То было место, где пассивно претерпевают жизнь. В нос ударял густой и хищный запах смерти: смесь химии, немытого тела и застарелых ран. Ни одна лампочка не горела. Сумерки чуть подслащал свет из далекого окна, которое, быть может, было лишь обманом, муляжом, осложнением после серьезной болезни. Пышноусый хирург растворился в воздухе, не оставив даже улыбки. Растаял в сумерках певучий смех его подручных. Лишь изредка показывались их блеклые призраки и проходили сквозь смрад и мрак чужой болезни, целомудренно потупившись и крепко сцепив зубы. В руках они всегда несли нечто хрупкое, волшебно дребезжащее и предназначенное не для зловонных коридорных крыс, которыми мы были, но для чистоплотных обитателей другого этажа с его многопалатным раем, жильцов благоустроенного, стерильного парадиза.

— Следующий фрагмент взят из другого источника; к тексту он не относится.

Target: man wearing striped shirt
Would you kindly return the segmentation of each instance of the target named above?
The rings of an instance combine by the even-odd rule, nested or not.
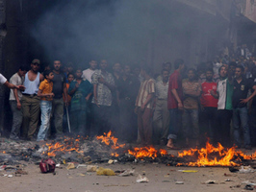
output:
[[[138,114],[138,129],[141,144],[152,143],[152,108],[155,95],[155,81],[150,77],[150,69],[141,70],[144,81],[141,83],[136,99],[135,112]]]
[[[162,70],[162,80],[156,83],[156,108],[153,116],[153,132],[156,144],[166,145],[168,135],[169,111],[167,108],[168,95],[167,69]]]

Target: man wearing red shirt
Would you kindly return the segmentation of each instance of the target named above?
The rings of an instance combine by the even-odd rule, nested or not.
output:
[[[214,71],[212,68],[206,70],[206,82],[204,82],[202,86],[201,95],[201,119],[203,132],[207,132],[207,136],[210,139],[216,138],[217,132],[215,129],[217,128],[217,107],[218,99],[213,95],[217,94],[217,83],[213,81]]]
[[[166,147],[172,150],[178,150],[178,148],[174,146],[173,140],[177,138],[177,133],[181,128],[183,110],[181,73],[184,66],[183,60],[176,60],[174,62],[175,71],[170,75],[168,82],[167,107],[169,109],[170,124]]]

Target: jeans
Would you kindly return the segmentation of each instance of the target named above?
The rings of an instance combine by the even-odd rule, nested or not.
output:
[[[50,127],[50,118],[51,118],[51,112],[52,112],[52,102],[51,101],[40,101],[40,119],[41,119],[41,125],[40,129],[38,134],[37,141],[44,140],[47,134],[47,132]]]
[[[214,140],[218,138],[217,111],[217,108],[212,107],[205,107],[201,111],[202,132]]]
[[[89,135],[87,130],[87,111],[86,110],[74,110],[70,112],[70,124],[71,132],[81,136]]]
[[[159,143],[168,136],[169,111],[167,100],[157,100],[153,115],[153,140]]]
[[[194,139],[198,139],[199,137],[198,109],[185,108],[182,115],[182,125],[185,136],[187,138],[192,137]]]
[[[182,111],[179,108],[169,109],[169,129],[167,139],[176,139],[181,128]]]
[[[235,144],[239,147],[241,147],[240,125],[242,125],[244,146],[251,145],[248,125],[248,112],[246,107],[236,108],[233,109],[234,139]]]
[[[13,112],[13,126],[10,134],[11,139],[17,139],[20,133],[20,127],[22,124],[22,111],[17,108],[17,102],[10,100],[10,106]]]
[[[64,117],[64,98],[53,99],[52,102],[52,121],[56,131],[56,136],[63,136],[63,117]]]
[[[230,123],[233,111],[228,109],[218,110],[218,123],[216,141],[225,147],[231,147],[230,142]]]
[[[31,139],[38,129],[40,113],[40,99],[37,95],[23,95],[21,103],[23,114],[22,134],[24,138]]]
[[[91,136],[102,135],[111,130],[111,107],[93,104],[94,123],[90,131]]]

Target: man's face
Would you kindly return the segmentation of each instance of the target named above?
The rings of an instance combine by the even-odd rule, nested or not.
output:
[[[185,69],[185,64],[183,63],[183,64],[181,64],[181,66],[180,66],[180,72],[183,72],[184,69]]]
[[[213,80],[213,72],[212,71],[206,71],[205,73],[206,80],[211,82]]]
[[[68,71],[68,73],[72,73],[73,72],[73,67],[72,66],[67,66],[66,70]]]
[[[26,73],[27,73],[26,70],[25,70],[25,71],[22,71],[22,70],[18,69],[18,75],[19,75],[20,77],[24,77]]]
[[[103,70],[106,70],[107,66],[108,66],[107,60],[101,60],[100,68],[103,69]]]
[[[238,67],[236,68],[235,75],[236,75],[236,78],[242,77],[243,71],[241,70],[241,68],[238,68]]]
[[[60,71],[61,66],[62,66],[61,60],[54,60],[53,67],[56,71]],[[67,68],[67,70],[68,70],[68,68]]]
[[[124,66],[124,74],[125,75],[130,75],[130,72],[131,72],[131,68],[130,66]]]
[[[192,70],[190,70],[189,73],[188,73],[188,78],[189,80],[193,80],[194,78],[194,73]]]
[[[165,80],[166,82],[168,80],[168,77],[169,77],[168,72],[163,71],[162,75],[163,75],[163,80]]]
[[[53,78],[54,78],[53,72],[49,73],[48,78],[49,78],[49,80],[53,80]]]
[[[40,64],[39,63],[32,63],[31,64],[31,69],[34,71],[34,72],[38,72],[38,70],[39,70],[39,68],[40,68]]]
[[[224,66],[221,66],[220,70],[219,70],[219,76],[221,78],[225,78],[227,76],[227,68]]]
[[[95,70],[95,69],[97,68],[97,65],[98,65],[98,63],[97,63],[96,60],[91,60],[91,61],[90,62],[90,68],[91,68],[92,70]]]
[[[73,80],[74,80],[74,76],[72,74],[68,75],[68,78],[67,78],[68,83],[70,84]]]
[[[170,71],[170,64],[169,63],[166,63],[164,66],[164,69],[166,69],[167,71]]]
[[[82,71],[81,70],[76,70],[76,78],[80,79],[82,77]]]
[[[119,73],[121,71],[121,65],[120,63],[115,63],[114,66],[113,66],[113,70],[115,72],[115,73]]]

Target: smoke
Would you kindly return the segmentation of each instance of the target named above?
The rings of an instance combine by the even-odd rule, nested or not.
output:
[[[154,28],[148,16],[150,1],[106,2],[65,1],[44,12],[32,36],[49,60],[85,66],[90,59],[122,63],[146,60],[148,35]]]

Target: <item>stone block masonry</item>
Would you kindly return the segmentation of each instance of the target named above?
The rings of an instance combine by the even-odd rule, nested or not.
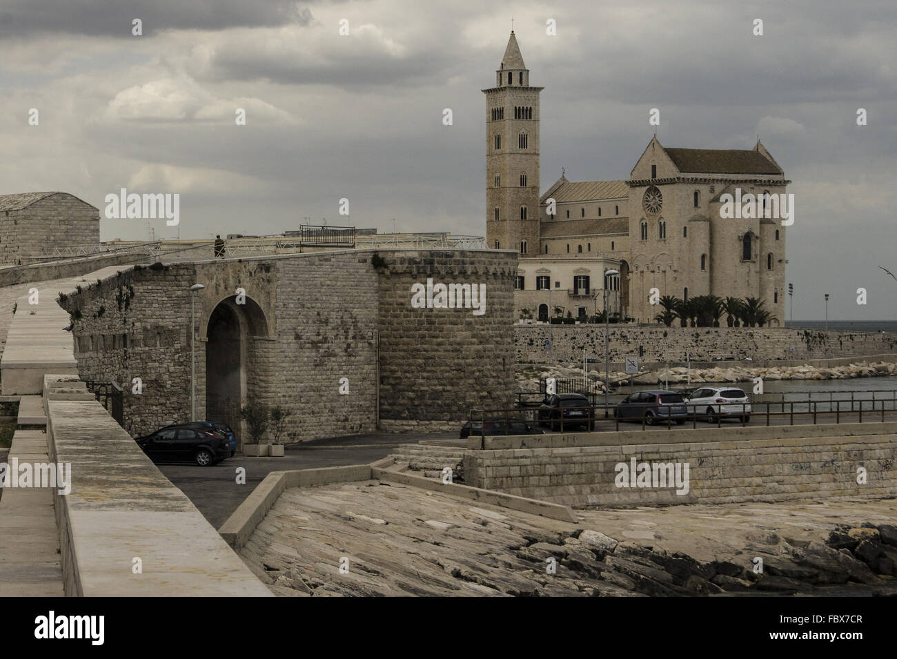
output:
[[[869,425],[867,432],[882,431]],[[465,481],[553,503],[603,507],[872,498],[897,490],[893,434],[669,442],[471,450],[465,455]],[[672,485],[618,487],[617,465],[629,471],[633,457],[637,463],[687,464],[687,494],[676,494]],[[860,467],[865,483],[858,482]]]
[[[333,251],[124,271],[64,300],[85,379],[125,386],[124,427],[146,434],[190,414],[196,294],[196,418],[245,439],[250,400],[292,412],[290,443],[390,422],[445,426],[498,392],[510,403],[516,256]],[[414,308],[412,284],[486,285],[485,313]],[[240,293],[240,290],[242,293]],[[140,377],[142,393],[135,393]],[[492,403],[491,403],[492,404]],[[408,428],[407,429],[412,429]]]
[[[811,360],[863,357],[897,352],[897,334],[823,332],[791,327],[666,327],[610,325],[610,360],[644,351],[642,362],[744,360]],[[553,361],[582,363],[582,351],[604,360],[605,327],[598,325],[515,325],[514,349],[521,364],[546,363],[544,342],[552,342]],[[794,348],[794,351],[791,351]]]

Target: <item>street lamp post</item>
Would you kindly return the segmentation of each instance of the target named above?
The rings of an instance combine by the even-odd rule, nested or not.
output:
[[[190,287],[190,421],[196,421],[196,293],[205,287],[195,283]]]
[[[611,336],[611,322],[607,316],[607,278],[612,277],[615,274],[619,274],[619,271],[616,270],[605,270],[605,419],[608,418],[607,414],[607,392],[610,388],[611,382],[611,369],[608,363],[608,359],[610,359],[610,336]]]

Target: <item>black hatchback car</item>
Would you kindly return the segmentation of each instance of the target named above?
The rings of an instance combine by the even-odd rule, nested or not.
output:
[[[539,424],[550,423],[553,430],[575,426],[595,429],[595,408],[582,394],[552,394],[539,405]]]
[[[680,426],[688,419],[688,408],[681,394],[663,389],[637,391],[626,396],[614,409],[614,416],[621,421],[630,420],[653,426],[664,421],[675,421]]]
[[[168,426],[135,441],[153,462],[188,461],[207,467],[231,456],[227,436],[191,423]]]

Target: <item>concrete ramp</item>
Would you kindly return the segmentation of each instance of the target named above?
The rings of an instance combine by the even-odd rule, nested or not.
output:
[[[19,298],[0,360],[4,395],[39,395],[47,373],[77,375],[72,333],[65,329],[70,323],[69,316],[57,298],[61,292],[75,292],[75,286],[84,280],[95,282],[122,269],[127,268],[112,266],[45,282],[37,288],[37,304],[31,304],[34,299],[30,294]]]
[[[46,463],[47,435],[16,430],[7,462]],[[61,597],[62,566],[53,493],[6,487],[0,498],[0,597]]]
[[[50,459],[72,474],[71,492],[54,494],[66,595],[271,595],[99,403],[59,398],[51,380]]]

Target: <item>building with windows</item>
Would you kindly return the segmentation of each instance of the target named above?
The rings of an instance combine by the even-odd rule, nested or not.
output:
[[[651,293],[757,298],[785,320],[782,169],[749,150],[673,149],[654,136],[629,178],[571,182],[539,195],[539,98],[513,31],[486,96],[486,241],[519,254],[515,306],[534,317],[604,308],[654,322]],[[728,195],[756,210],[726,211]],[[619,275],[605,276],[608,270]],[[588,282],[588,283],[587,283]],[[551,297],[551,299],[549,299]]]

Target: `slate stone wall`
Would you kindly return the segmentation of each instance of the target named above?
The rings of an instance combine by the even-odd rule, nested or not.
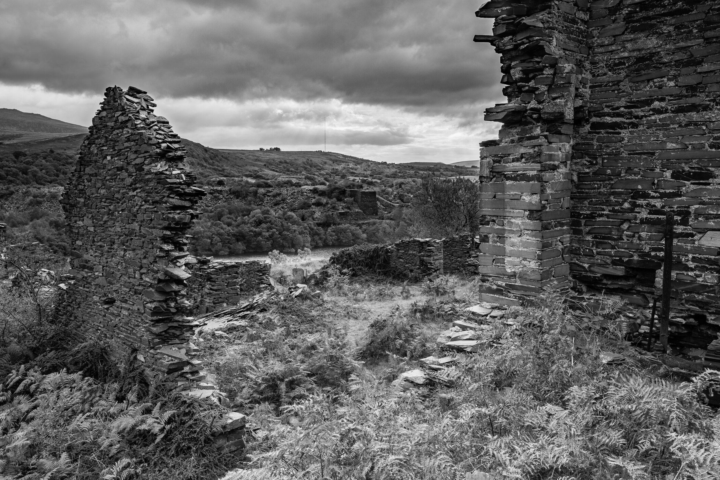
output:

С завидным постоянством являлась уборщица — грымза в замызганном тюрбане, квакающих шлепанцах и хитроумно перекрученном халате, — и под видом мытья полов изощренно измывалась над людьми. Покрикивая пропитым голосом на каждого, кто вставал у нее на пути, она ритмично двигалась в сумерках коридора, словно исполняла шаманские пляски, оставляя за собой трассирующий влажный след; и можно было не сомневаться; эта тщедушная бабуля с берейторскими замашками отыщет свет в конце тоннеля и, при необходимости, отвоюет его у многочисленных конкурентов.
Но хуже тьмы, и вони, и гарпии в тюрбане были амбалы в белом, частые визиты которых начинались зловещей тишиной и заканчивались очередной осиротевшей койкой. Работали эти дюжие ребята слаженно и сноровисто, с уверенностью виртуоза, с небрежной быстротой и беглостью какого-нибудь музыкального вундеркинда, — и вот уже не человек, а горстка смятых простыней остывает на пустой каталке.